Kremlin refuses to bail out Russian oligarchs

The Kremlin will not bail out Russia’s oligarchs or their foreign creditors, said Igor Shuvalov, the first deputy prime minister, on Friday, putting pressure on both sides to renegotiate the $130bn (€96bn, £90bn) in foreign debt owed by the largest companies.

Mr Shuvalov said Russia was open to foreign creditors converting their loans to indebted Russian industrial groups into equity.

But he acknowledged that the creditors would not necessarily be keen to take on the shares and called on them to agree to deals that would extend payments and allow companies to pay off debts even at times of low commodity prices.

“Creditors most of all want to get their money,” he said. “No one needs assets at the moment because they are worth nothing.”

His words are a warning to oligarchs not to look to the state for more funds, in a further hardening of the government’s position since last autumn when the state bailed out tycoons such as Oleg Deripaska and Roman Abramovich to prevent their stakes in strategic metals companies from falling into foreign banks’ hands.

“Some Russian entrepreneurs have taken on such high debt levels that they have suffered injuries not compatible with life,” he said.

Mr Shuvalov said the government was willing to defend only a limited number of companies from stake-building by foreign creditors, while applications for stakes in Russian companies would be reviewed rapidly and in “friendly” fashion.

“The list of [strategic] enterprises for which we are ready to fight is extremely limited.

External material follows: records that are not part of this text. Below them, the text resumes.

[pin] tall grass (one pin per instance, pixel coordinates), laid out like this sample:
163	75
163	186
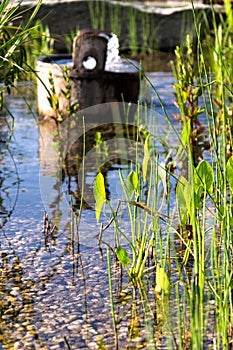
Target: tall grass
192	250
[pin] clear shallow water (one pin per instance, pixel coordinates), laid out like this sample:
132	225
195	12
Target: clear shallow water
51	288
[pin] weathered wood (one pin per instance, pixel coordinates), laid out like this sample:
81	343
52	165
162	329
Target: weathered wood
88	86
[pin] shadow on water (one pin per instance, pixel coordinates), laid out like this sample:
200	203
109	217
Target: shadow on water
53	281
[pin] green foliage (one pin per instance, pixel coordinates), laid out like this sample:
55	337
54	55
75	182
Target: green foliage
203	180
99	194
133	184
183	199
13	39
162	280
146	156
229	172
122	256
188	91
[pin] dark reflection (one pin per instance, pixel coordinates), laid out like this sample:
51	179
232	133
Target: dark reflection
9	179
101	138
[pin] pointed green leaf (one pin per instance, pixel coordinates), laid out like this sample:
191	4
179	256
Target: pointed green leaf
229	172
122	256
162	281
186	134
99	194
146	157
132	183
182	197
204	176
163	176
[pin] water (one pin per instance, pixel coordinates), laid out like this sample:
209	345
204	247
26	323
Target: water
53	290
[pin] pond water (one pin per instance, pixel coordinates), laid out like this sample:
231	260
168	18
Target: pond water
54	287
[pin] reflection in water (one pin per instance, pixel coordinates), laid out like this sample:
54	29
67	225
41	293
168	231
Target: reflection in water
54	287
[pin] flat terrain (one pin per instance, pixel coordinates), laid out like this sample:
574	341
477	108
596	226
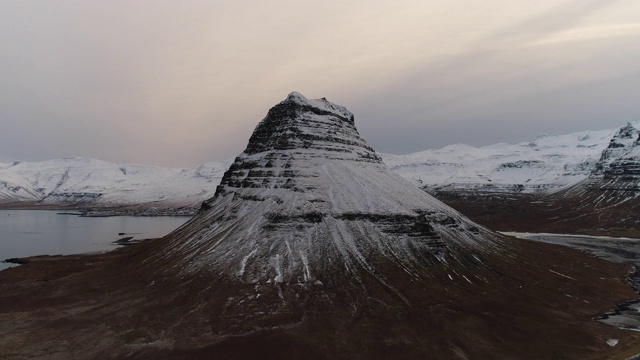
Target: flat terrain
110	306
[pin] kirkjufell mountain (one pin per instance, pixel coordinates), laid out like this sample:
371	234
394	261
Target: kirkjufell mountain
312	248
309	201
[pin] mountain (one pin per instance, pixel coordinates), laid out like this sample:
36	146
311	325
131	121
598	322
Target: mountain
601	199
308	191
546	164
312	248
88	182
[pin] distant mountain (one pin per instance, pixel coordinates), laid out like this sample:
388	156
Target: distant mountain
602	197
87	182
546	164
312	248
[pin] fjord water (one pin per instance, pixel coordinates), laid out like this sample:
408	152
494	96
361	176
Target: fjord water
38	232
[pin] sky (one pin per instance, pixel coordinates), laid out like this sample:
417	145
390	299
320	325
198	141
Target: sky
182	82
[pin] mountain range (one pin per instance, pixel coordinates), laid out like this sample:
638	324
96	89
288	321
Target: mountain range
545	165
311	247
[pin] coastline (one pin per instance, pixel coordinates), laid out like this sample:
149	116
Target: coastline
96	299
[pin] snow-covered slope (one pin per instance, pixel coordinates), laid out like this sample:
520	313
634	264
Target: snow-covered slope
91	182
615	179
548	163
308	192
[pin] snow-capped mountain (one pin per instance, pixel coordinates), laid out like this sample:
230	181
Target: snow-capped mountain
311	242
91	182
546	164
308	188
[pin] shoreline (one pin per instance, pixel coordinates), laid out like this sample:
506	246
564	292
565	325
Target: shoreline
84	296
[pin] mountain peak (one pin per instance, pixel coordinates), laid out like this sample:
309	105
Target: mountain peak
309	202
320	104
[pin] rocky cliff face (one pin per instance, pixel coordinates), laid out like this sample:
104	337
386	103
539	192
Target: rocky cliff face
312	248
309	202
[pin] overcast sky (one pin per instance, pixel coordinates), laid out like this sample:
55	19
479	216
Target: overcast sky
177	83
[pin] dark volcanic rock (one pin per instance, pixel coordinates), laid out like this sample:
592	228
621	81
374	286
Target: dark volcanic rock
311	246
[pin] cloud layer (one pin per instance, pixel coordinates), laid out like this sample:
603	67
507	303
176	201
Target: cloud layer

We are talking about only a few, not dozens … If you want to convert the debt convert it,” he said. “There should be no difference between the major Russian creditors and the foreign ones.”

Mr Shuvalov said the move to suspend government bail-outs, first announced in February, came as Russia was entering a new stage of crisis management following the market’s precipitous fall at the end of last year and the rouble devaluation.

“We have ended the stage where people were in a state of shock and nervous about everything that is happening … We are now in a condition where we … are close to the bottom. In certain sectors we see a revival and a good mood,” he said.